Rachel was an early leader forging the relationship between Jewish spirituality, contemplation, and the environment. She began taking Rabbis on weeklong, silent canoeing/ kayaking trips in the magnificent Pacific Northwest. A systems thinker, she saw that there was a systemic gap in the lack of contemplative training and support for Rabbis and Jewish community leaders, and became a funder and then the second executive director of The Institute for Jewish Spirituality, which she grew, integrating contemplation, social justice, environment, aging, and other critical issues of our times.
Rachel was an important Jewish spiritual resource for the Garrison Institute, holding retreats for Rabbis and others with us, and attending various other retreats. When Rabbi Zalman Schechter, one of our founding spiritual directors passed away, Rachel was the obvious replacement. We were so pleased that Rachel accepted our Insight + Impact Award in 2015.

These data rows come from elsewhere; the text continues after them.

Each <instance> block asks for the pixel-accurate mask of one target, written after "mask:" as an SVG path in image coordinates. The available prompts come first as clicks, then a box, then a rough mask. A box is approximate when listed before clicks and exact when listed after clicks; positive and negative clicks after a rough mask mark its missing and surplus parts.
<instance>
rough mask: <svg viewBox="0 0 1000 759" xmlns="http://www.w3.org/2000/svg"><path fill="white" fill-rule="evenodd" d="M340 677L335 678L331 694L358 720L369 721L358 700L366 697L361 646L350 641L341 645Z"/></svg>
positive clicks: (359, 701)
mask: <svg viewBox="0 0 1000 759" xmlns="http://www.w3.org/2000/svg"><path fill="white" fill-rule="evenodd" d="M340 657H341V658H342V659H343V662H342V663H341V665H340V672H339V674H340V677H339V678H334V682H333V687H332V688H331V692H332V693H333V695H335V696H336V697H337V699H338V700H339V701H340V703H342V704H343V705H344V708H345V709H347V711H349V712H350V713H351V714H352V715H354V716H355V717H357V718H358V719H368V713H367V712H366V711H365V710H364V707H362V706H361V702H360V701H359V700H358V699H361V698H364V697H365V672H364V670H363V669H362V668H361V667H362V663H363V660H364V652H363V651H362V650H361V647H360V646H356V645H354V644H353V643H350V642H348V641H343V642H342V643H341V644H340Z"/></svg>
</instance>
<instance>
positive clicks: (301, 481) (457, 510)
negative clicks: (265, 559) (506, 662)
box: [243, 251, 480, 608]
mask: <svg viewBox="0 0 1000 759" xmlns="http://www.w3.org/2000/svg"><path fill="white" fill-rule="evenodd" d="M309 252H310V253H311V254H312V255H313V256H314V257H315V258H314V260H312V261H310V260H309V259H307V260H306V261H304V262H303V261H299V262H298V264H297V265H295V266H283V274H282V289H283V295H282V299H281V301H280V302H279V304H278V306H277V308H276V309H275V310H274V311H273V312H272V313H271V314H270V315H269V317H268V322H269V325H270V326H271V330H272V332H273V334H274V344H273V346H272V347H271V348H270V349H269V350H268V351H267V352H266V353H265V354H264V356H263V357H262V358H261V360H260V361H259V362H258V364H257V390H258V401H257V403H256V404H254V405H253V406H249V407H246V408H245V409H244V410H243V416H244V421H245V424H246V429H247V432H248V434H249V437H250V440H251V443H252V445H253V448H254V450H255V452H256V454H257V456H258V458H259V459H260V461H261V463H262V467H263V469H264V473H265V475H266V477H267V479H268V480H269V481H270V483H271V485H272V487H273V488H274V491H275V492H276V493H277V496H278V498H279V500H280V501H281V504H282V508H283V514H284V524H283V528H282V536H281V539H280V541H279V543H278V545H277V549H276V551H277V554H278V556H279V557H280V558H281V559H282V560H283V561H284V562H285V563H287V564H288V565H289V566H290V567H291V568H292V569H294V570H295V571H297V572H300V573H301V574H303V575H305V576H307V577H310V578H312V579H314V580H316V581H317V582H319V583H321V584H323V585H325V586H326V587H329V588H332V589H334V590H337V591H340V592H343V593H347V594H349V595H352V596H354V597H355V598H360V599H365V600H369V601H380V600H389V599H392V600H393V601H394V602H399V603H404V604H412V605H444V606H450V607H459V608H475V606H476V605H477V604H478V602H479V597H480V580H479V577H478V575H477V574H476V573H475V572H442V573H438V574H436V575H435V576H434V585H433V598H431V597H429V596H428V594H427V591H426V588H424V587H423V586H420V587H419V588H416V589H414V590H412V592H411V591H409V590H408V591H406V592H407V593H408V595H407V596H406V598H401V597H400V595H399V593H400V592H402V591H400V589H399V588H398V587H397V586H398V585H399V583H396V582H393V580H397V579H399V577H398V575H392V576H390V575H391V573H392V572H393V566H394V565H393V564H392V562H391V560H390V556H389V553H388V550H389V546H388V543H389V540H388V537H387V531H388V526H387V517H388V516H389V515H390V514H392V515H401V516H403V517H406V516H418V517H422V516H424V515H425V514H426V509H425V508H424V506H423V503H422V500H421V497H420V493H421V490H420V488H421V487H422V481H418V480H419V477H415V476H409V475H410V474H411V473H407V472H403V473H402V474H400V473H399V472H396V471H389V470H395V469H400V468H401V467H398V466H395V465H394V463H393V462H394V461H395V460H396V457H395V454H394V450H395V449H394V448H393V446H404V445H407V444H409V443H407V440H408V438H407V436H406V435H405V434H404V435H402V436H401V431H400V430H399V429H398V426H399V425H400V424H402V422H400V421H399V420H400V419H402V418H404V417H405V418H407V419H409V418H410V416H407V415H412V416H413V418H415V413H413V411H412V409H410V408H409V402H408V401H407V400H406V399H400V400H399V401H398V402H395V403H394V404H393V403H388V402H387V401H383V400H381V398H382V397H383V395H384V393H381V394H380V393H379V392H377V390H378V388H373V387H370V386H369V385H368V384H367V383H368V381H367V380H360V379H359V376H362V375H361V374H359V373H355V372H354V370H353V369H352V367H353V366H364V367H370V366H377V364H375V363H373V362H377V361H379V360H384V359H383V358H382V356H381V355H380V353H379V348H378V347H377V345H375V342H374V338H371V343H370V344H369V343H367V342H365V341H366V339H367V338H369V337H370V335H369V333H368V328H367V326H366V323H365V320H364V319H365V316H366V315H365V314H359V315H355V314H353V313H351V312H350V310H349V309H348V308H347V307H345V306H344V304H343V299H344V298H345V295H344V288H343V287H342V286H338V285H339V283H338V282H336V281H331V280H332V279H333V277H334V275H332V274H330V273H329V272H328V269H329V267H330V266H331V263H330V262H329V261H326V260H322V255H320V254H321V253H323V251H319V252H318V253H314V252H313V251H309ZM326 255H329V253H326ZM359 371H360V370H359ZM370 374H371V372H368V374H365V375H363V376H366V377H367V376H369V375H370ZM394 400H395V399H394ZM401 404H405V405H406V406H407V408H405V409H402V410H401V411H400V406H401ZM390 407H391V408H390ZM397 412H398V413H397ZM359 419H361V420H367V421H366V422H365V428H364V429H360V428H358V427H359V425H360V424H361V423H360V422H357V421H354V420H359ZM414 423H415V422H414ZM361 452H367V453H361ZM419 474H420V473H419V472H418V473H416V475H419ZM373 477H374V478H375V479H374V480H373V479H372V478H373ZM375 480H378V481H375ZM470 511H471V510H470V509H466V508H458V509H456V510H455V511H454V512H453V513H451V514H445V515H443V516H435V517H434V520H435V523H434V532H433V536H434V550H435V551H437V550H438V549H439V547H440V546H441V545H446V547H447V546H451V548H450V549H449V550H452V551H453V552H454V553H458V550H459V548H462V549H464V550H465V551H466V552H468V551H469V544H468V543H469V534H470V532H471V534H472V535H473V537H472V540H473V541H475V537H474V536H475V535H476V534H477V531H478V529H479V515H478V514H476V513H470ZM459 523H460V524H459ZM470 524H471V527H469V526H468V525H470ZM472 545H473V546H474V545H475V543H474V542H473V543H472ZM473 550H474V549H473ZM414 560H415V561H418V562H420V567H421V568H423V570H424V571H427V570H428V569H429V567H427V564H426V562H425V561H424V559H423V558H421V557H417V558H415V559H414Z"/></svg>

When Rachel’s name would come up in conversation, one of the most common things I would hear is, “She married me because…”, and the “because” always had a story of love and tolerance in it, of finding fitness and joy, of Rachel celebrating peoples’ lives for who they really were, not who they were supposed to be.
Rachel had a reliability, and a care for others that made her deeply trusted by all. Everything about her was real–her friendship, her love, her way of being a partner…this made her expansive spiritual search feel like it reached out to the edge of the universe, but grounded in the here and now.
Rachel forged a pathway of spiritually grounded justice that is not complete. We can honor her life by taking its next steps.
–Jonathan F. P. Rose, Garrison Institute Board Co-Chair
We join so many across America and Israel in expressing our sadness at Rachel Cowan’s passing. Rachel changed Jewish life in America, in Israel, and more close to home, among the family trustees at the Nathan Cummings Foundation. With other leaders whom she identified through her work at the Nathan Cummings Foundation and joined in the field, she was a passionate and compassionate proponent for social transformation that reached diverse communities by tapping Jewish spiritual wisdom as a source for new thinking and practice.
Her steadfastness, humility, acceptance, and sense of humor kept us all on the path towards change for the betterment of all people.
She was a prophet, teacher, and healer.
It was a privilege and honor to know her and work with her, and we are still better for having connected with her.
With appreciation for the time we all spent with Rachel at the Garrison Institute.